I realized that I'd hurried outside without stopping to open my beer. I fished around in the pocket of my jeans in search of something suitable for prying off the lid and pulled out my mini leatherman. I sat down on the edge of the roof, dangled my legs under the beam and over the edge, leaned my arms over the beam, and popped the beer bottle's cap over the edge on the second pry, sending it clattering tinnily onto the flagstone below. I took a sip then paused to actually look at what I was drinking, not that I really felt too picky at this point. Ah, yes, this point; where I've drunk enough to loosen the filtration system but, being me, it's never enough to make the critical peanut gallery quit altogether their near constant side-swiping, underhanded remarks. Some people visualize having an angel on one shoulder and a devil on the other shoulder (likely with the devil on the left shoulder – the word sinister is the Latin word for left). Me, I have a full panel of judges, like my life is some sort of diving competition, only with more commentary. In fact, they get even more gregarious when I've been drinking. At this particular moment, the Belgian judge was having a particular problem with my choice of beer.

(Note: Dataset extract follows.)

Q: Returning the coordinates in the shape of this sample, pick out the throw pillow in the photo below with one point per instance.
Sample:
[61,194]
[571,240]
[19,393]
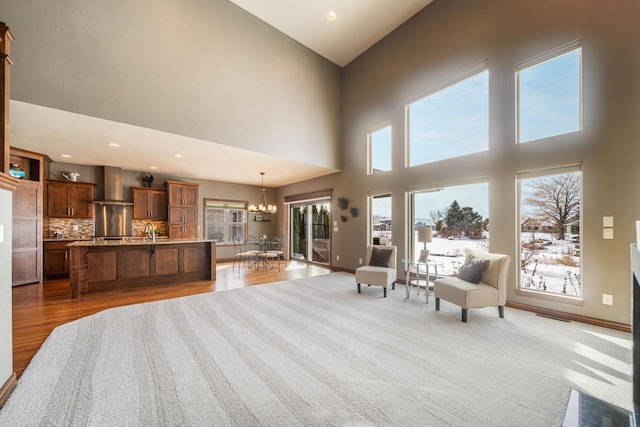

“Oh, shut up, Jan, they can't all be Trappists” I thought at him, and he shot me an indignant glare with his putty-Muppet face. Gianni, the Italian judge was reading a big-armed riot act over my disappearing on Drew yet again. Jukka, the Finnish judge, on the other hand, gave the weather an approvingly high 7.6, though, and I smiled, slightly more on the right than the left, into the breeze again.